Sector Performance from August Low to Present February

Feb 7, 2011: 2:36 PM CST

It’s been a while since I updated you on Sector ETF performance according to the Sector Rotation Model, so let’s take a quick look at past and present money flow returns from the Offensive and Defensive Sectors starting with the August 2010 low at 1,040 and moving to the present February breakthrough beyond 1,300.

Here’s the chart:

You can also call this the QE2 Returns/performance, as initial rumors of the Federal Reserve’s aggressive, market-lifting stimulative QE2 program began about this time.

This is exactly the picture the Sector Rotation Model argues for Sector Strength and bull market continuation parameters – though the fact that Oil/Energy is by far the largest performer sends caution signals to the market.

High Oil/Energy Prices are common-place and expected in a rising/recovering economy/bull market, but if they rise too high too quickly, it can serve as a broad-based tax that reduces income across the board for companies and individuals alike.

That being said as a word of caution, everything else is a ‘go’ according to the model, in that the Five Offensive Sector ETFs (Financials, Consumer Discretionary, Technology, Industrials, and Materials) are all the strongest sectors and all – save Financials – have outperformed the S&P500’s 25% gain in the last five or so months.

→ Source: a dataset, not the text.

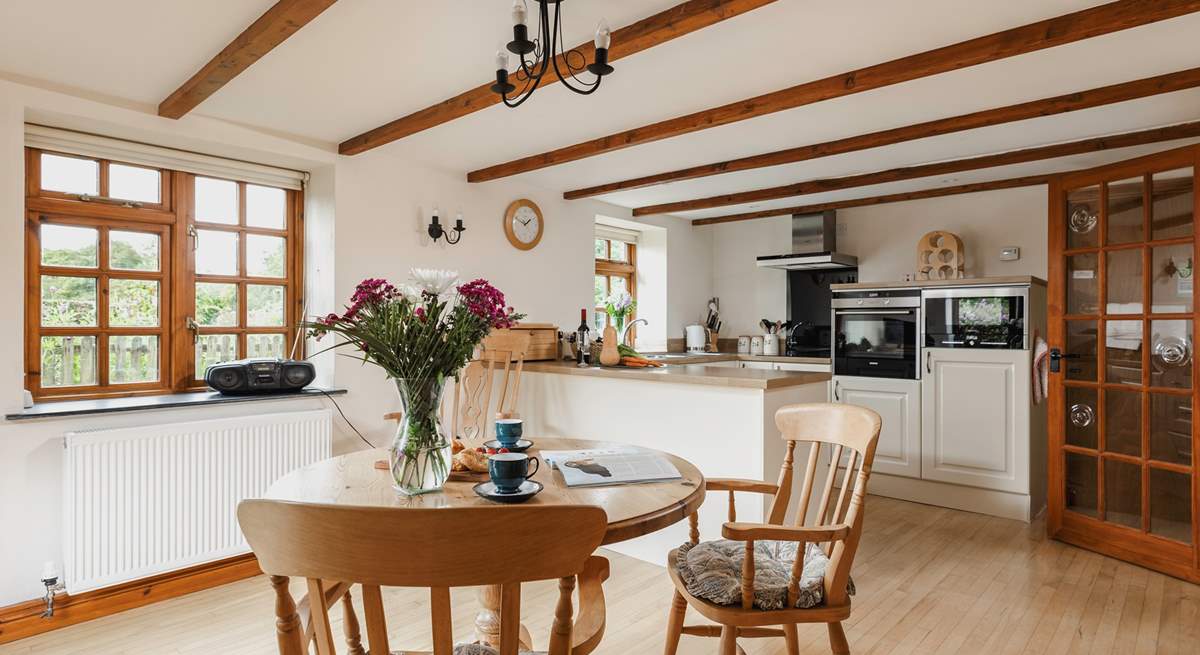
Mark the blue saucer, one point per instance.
(525, 492)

The weakest performers – as expected and as should be the case – are the Three Defensive Sectors:  Consumer Staples, Health Care, and Utilities.

It helps immensely to divide the broad market down into two categories of Offensive and Defensive Sectors, and then sub-divide those groups into the Five Bullish/Offensive Sectors and Three Bearish/Defensive Sectors.

Oil/Energy is up 46%, followed closely by the Industrials, Materials, Technology, and Consumer Discretionary Sectors – all up around 30%.

Financials are lagging the broader market and that may be a bit surprising, but keep in mind that – over the course of a bull market/economic recovery – money flow tends to move from left to right in terms of how the sectors appear on the chart.

Anyway – while we’re above 1,300 on the S&P 500, this market remains in bull territory and is supported by the above chart of recent sector performance… though do keep a close watch on the Energy Sector to make sure its quick rise does not translate into fewer dollars available to the economy after consumers/businesses must pay up for higher energy/oil prices.